I grew up in southern California, but spent summer vacations in the Pacific Northwest. These trips convinced me that there were more desirable places to live than the urban–suburban sprawl of Los Angeles and Orange counties. I always loved fishing and science and was intrigued by what influenced the behaviour and productivity of trout—melding my interests into a career in fish biology seemed natural. I also seriously considered becoming a professional musician (still play the sax and clarinet), but realized music was probably better as an avocation than a career.
While still just a sophomore in high school, I was fortunate to discover that one could earn a degree in fish biology, thanks to my cousin Dave Pflug (BS, 1978, MS 1981). Dave showed me around campus on one of those glorious summer days when Drumheller Fountain was gushing. I was hooked, but couldn’t afford out-of-state tuition. Fortunately, a Navy ROTC scholarship allowed me to major in fisheries at UW, with the dream of flying jets off aircraft carriers (alas—my eyesight faltered as a freshman). I aimed to get a BS and become a bush pilot/fishing guide in Alaska. But fisheries classes and work as a research tech changed all that. I really wanted to discover what made aquatic communities tick, working from the perspective of individual behavior, interactions, and performance up to populations and food webs. My first fisheries jobs, helping grad students studying estuarine ecology of juvenile Chinook and Chum salmon on the Skagit River Delta (Steve Foley and Steve Davis with Jim Congelton as the PI) and responses by bass, bluegill, and crappie to lake restoration techniques in Long Lake (Mike Gross) laid a nice foundation for exploring other topics.

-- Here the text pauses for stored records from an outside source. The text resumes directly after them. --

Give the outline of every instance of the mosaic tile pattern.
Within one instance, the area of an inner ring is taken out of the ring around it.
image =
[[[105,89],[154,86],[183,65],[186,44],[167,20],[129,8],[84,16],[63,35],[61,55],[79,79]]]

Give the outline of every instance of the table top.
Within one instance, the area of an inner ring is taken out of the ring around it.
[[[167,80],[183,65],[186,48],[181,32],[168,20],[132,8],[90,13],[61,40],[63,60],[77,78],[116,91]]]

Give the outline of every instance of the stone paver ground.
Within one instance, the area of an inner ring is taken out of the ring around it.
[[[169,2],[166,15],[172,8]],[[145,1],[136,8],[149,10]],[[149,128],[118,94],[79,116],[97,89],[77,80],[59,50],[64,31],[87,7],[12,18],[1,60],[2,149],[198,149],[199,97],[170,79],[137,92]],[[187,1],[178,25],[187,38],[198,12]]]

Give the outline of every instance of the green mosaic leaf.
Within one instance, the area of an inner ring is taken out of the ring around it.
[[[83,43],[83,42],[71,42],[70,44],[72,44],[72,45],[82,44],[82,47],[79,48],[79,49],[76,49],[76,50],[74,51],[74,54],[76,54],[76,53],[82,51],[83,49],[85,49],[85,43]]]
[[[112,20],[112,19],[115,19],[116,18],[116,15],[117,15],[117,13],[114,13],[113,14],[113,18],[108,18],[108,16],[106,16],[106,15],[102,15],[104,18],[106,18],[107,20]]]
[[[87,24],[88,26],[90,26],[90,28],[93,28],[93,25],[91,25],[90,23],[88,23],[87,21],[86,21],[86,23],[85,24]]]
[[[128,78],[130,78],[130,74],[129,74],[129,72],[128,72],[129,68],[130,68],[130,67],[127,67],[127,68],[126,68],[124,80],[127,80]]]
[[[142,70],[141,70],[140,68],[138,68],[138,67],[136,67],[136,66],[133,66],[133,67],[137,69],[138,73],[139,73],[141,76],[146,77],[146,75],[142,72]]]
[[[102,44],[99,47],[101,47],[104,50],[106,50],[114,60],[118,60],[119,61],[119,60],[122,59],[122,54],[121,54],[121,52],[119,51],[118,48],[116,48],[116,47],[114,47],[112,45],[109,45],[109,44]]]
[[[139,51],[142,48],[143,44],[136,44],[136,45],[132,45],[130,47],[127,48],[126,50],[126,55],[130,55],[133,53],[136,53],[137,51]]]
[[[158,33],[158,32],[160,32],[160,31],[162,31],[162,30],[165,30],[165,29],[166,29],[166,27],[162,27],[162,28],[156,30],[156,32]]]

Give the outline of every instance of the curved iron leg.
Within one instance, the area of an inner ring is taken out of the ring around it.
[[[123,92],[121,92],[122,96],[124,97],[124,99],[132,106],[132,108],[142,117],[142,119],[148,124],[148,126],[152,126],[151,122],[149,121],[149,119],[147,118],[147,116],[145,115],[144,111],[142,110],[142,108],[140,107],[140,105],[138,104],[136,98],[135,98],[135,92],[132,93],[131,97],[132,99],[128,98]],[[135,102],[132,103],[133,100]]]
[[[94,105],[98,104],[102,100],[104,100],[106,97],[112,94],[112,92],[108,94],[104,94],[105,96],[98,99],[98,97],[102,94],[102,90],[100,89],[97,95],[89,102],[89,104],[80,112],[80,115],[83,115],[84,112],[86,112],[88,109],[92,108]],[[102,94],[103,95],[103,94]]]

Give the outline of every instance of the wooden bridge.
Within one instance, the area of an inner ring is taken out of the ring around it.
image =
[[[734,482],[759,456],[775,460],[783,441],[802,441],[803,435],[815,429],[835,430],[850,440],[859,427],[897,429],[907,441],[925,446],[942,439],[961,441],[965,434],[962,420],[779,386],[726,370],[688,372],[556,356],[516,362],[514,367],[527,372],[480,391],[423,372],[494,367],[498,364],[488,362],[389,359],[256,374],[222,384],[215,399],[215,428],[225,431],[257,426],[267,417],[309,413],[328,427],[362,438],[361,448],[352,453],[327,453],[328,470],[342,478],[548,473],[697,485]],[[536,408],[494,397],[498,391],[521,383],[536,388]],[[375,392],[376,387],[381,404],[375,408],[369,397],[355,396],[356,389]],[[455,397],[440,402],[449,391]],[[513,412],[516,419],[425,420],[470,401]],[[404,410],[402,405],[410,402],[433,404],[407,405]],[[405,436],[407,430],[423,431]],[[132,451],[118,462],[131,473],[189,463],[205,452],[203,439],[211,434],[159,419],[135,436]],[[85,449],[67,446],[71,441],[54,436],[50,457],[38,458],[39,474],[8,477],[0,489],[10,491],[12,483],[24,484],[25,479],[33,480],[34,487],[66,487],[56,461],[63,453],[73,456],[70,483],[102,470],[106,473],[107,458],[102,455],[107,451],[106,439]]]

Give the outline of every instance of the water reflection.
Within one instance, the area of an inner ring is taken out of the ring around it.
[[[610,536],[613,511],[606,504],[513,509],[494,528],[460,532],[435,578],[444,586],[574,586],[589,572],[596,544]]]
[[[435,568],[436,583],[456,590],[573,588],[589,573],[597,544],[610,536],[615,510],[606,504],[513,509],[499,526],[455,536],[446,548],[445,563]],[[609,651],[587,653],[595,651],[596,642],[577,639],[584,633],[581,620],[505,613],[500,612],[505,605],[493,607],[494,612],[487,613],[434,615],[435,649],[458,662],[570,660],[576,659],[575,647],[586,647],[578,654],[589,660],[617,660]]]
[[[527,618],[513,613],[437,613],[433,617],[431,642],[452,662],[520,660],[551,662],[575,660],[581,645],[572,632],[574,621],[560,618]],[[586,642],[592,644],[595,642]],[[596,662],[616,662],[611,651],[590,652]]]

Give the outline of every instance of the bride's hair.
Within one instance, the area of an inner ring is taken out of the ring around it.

My graduate adviser, Richard Whitney, had just stepped down from serving as the technical adviser to Judge Boldt on treaty tribal fisheries issues and agreed to mentor me through an MS on life history and ecology of Arctic grayling in a high lake in the Cascades, and then a PhD on the ecological role of hatchery rainbow trout in Lake Washington. At the time, salmon were managed by the Department of Fisheries while trout were managed by the Department of Game. Each department had threatened legal action against the director of the other agency over their dispute about whether hatchery rainbow trout posed a significant predation threat to sockeye salmon in Lake Washington. Dick Whitney’s calm, practiced approach for dealing with controversial issues brought the feuding departments to the table and they agreed to address the issue with a designed study and facts (my dissertation) rather than fake news…how refreshing!
I stuck around UW after my degrees, working halftime as a staff scientist in support of other projects conducted by the Cooperative Fish and Wildlife Research Unit. My office during and after grad school was in what’s now the Aqua Verde Café on Boat Street, and although it was rundown with ceiling plaster spontaneously crashing onto desks occasionally, it was the greatest office arrangement ever! There was storage for field gear in the basement garage/shop, a fenced compound for parking boats and vehicles, a dock for a couple boats, and a boat ramp alongside the building. I’ll always treasure the vibe in that building with the grad students and techs working all hours, punctuated by coffee breaks to talk “science and life” at the Last Exit (on Brooklyn) while we waited for our first-generation PCs to crunch through some analyses. We all took turns babysitting Jon Frodge’s (PhD, 1990) baby daughter while he was in class and his wife was teaching, and Scott Bonar (PhD, 1990; now the Coop Unit Leader at U. Arizona) introduced me to my wife Geetha.
I realized I liked the idea of a faculty job, so after a few years, I took a post-doc position at Utah State University, studying native fish ecology in Lake Tahoe. The post-doc transitioned into a research faculty position and then to assistant unit leader-fish at the Utah Cooperative Fish and Wildlife Research Unit. We spent the 1990s in Utah, building our careers and starting a family with two daughters. Utah is the second driest state in the union, and this prompted research on many of the large lakes and reservoirs around the west (Tahoe, Yellowstone, Flathead, Bear, Strawberry, etc.). We yearned to return to the northwest, and so we were thrilled when I was selected for the Washington Coop Unit position after a decade in Utah. I tell people that I had to go into exile in the desert for 10 years before I was allowed to come back home to SAFS.
I thoroughly enjoyed the following 17 years on the faculty at SAFS. My position was so appealing because of the emphasis on graduate teaching, mentoring, and research, and the job provided the opportunity to conduct a nice balance of basic and applied research while working with resource managers, researchers, and stakeholders. The opportunity to work with my amazing student, faculty, and staff colleagues has been an incredible experience and one I continue to nurture in my more recent position at the USGS Western Fisheries Research Center.
I’ve been so fortunate to spend most of my adult life in the SAFS community. Being surrounded by passionate, caring, incredibly smart and interesting colleagues at every level has been a tremendous privilege. I have many fond memories of my SAFS experiences and treasure the lasting bonds we’ve formed!